Tag Archives: Philip Atlee

‘The Green Wound Contract,’ by Philip Atlee

The author James Atlee Philips (father of the musician Shawn Philips) wrote thrillers under the pen name Philip Atlee. He’s best remembered for a series of thrillers called the “Contract” novels, featuring freelance assassin Joe Gall. The Green Wound Contract is the first in the series, set in 1963.

At that time in history, James Bond was all the rage. Joe Gall, it seems, must have been one of the American attempts to provide an American equivalent, cross-pollinated with Mike Hammer. It’s not entirely unsuccessful.

A former CIA agent, Joe Gall is called in by the director to do a special contract job. In the southern town of Lafcadio, racial tensions are rising, and the agency suspects an outside hand is manipulating people and politics.

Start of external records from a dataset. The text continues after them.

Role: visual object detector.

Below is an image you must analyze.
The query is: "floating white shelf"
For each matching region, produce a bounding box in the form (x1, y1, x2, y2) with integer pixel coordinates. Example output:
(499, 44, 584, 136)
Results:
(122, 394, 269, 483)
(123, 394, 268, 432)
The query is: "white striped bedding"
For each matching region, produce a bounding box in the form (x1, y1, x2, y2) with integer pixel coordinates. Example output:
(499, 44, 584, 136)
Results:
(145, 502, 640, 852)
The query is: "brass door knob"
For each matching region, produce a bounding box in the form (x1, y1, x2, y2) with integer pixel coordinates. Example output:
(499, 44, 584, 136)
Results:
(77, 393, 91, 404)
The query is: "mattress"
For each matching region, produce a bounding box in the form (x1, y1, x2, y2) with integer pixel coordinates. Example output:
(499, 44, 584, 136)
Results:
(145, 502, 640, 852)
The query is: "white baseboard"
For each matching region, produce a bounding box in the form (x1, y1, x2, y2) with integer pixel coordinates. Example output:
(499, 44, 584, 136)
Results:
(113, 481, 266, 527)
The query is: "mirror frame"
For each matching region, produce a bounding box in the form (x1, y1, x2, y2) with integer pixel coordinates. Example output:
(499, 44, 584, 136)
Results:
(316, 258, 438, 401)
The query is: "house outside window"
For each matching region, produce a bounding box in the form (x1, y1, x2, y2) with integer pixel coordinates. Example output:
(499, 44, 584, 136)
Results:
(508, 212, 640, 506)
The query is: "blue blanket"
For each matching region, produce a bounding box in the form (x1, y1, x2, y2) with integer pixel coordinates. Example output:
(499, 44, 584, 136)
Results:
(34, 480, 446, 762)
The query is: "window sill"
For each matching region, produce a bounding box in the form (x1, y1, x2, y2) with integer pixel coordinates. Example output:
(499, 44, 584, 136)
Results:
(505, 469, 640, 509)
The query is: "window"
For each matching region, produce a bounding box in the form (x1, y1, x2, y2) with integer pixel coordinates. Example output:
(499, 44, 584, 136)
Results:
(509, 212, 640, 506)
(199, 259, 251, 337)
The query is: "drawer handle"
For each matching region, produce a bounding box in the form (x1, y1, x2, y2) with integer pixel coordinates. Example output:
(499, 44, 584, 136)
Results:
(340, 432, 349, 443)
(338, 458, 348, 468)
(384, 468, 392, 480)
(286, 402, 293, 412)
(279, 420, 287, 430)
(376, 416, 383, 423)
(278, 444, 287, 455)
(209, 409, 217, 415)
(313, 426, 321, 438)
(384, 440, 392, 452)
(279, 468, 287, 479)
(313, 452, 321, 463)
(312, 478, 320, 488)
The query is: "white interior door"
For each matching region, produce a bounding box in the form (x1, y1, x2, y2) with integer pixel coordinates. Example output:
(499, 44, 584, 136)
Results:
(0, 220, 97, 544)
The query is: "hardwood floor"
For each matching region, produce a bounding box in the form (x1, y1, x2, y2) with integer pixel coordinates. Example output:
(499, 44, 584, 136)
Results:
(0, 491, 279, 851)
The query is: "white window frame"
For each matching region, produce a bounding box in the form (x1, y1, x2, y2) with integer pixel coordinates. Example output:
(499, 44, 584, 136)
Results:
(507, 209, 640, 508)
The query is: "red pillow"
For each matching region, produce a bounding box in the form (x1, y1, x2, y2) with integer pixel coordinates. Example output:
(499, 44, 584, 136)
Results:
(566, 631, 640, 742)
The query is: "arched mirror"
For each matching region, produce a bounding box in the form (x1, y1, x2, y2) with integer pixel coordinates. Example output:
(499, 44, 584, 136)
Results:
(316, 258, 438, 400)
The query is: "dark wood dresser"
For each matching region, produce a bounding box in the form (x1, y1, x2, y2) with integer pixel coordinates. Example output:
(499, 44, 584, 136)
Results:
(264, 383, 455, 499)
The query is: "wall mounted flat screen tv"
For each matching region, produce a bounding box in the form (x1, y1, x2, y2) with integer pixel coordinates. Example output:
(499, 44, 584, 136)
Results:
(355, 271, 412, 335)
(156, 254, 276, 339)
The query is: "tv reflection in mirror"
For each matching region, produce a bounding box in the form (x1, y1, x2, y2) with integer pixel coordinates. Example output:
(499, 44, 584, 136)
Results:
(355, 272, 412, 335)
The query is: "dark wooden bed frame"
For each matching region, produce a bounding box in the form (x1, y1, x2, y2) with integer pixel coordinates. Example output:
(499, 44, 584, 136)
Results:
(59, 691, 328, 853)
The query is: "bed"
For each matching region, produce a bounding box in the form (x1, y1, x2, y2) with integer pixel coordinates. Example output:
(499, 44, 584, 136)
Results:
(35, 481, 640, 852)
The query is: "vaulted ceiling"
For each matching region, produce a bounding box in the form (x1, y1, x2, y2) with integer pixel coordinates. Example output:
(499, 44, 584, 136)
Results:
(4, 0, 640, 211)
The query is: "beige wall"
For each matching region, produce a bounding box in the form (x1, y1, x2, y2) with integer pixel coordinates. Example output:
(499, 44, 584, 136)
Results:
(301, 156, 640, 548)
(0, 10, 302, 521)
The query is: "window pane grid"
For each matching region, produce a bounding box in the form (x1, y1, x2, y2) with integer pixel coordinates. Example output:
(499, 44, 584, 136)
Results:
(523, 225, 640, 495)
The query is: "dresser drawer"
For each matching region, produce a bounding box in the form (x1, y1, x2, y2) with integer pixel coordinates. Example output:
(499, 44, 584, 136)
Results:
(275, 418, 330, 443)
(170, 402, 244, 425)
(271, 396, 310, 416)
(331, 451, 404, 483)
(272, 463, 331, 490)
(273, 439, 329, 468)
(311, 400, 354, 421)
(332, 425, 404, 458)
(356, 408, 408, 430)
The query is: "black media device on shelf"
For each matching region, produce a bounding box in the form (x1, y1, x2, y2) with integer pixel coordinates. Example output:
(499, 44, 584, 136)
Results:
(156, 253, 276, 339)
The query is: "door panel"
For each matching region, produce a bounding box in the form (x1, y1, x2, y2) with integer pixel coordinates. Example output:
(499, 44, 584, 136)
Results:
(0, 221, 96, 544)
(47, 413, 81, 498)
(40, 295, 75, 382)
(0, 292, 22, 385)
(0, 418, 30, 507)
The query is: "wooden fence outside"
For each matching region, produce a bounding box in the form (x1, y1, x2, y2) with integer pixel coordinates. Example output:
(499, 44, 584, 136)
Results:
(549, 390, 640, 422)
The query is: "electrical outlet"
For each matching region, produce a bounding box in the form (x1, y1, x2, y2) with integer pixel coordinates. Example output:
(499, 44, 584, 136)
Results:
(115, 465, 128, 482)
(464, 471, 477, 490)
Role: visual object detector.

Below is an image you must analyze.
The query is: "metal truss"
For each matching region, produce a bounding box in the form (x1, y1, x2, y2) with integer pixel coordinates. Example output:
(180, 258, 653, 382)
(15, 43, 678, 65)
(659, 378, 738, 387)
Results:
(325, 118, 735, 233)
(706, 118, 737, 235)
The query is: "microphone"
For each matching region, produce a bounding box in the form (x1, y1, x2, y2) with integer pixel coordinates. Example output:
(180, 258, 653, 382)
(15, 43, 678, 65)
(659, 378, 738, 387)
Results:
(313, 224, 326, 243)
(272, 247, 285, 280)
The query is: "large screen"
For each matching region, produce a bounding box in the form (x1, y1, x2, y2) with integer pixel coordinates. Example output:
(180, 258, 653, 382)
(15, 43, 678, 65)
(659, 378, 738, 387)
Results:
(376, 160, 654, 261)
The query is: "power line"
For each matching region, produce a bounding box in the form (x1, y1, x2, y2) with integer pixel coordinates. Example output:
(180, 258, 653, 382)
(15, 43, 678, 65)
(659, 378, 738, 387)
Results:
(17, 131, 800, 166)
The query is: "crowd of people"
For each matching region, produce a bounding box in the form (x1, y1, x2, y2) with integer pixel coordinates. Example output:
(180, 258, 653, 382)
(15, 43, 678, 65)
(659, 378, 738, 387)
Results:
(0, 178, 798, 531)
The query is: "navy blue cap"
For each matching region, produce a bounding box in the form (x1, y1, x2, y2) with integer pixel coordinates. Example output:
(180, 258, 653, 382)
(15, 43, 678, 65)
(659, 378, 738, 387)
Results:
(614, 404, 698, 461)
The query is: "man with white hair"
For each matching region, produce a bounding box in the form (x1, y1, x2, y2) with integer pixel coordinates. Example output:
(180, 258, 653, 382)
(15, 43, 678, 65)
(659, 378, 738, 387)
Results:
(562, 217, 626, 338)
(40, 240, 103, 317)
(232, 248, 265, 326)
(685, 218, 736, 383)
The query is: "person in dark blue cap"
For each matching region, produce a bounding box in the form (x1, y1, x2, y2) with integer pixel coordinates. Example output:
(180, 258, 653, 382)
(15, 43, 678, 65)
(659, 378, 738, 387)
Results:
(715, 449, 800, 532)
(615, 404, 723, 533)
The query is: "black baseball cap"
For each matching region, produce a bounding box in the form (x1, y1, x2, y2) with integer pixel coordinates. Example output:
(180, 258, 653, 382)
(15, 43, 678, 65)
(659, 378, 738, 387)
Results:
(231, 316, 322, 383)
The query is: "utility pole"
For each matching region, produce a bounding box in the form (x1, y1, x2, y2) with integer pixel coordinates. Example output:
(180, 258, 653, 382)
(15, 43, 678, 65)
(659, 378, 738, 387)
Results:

Going in undercover, Joe meets the town’s white political boss and his beautiful wife, and ventures into the town’s black section, where anger is simmering – until it all blows up. Further developments will lead to commando action in the Caribbean.

For the 21st Century reader, The Green Wound Contract is a little disorienting. The Black Civil Rights movement is not treated with a lot of respect, and in this story at least part of it is directed by a hostile world power. (Though not a Communist one. Anti-communists are also dismissed, and Castro treated sympathetically).

The writing was quite good, often elegant, with lots of Shakespeare quotations. The story was violent, and there’s some sex, the sex and the violence overlapping at one point. The topic of human trafficking is handled in horrific detail.

The Green Wound Contract is pretty well written, I think, but it hasn’t aged well. It does make an interesting read in light of actual historical events.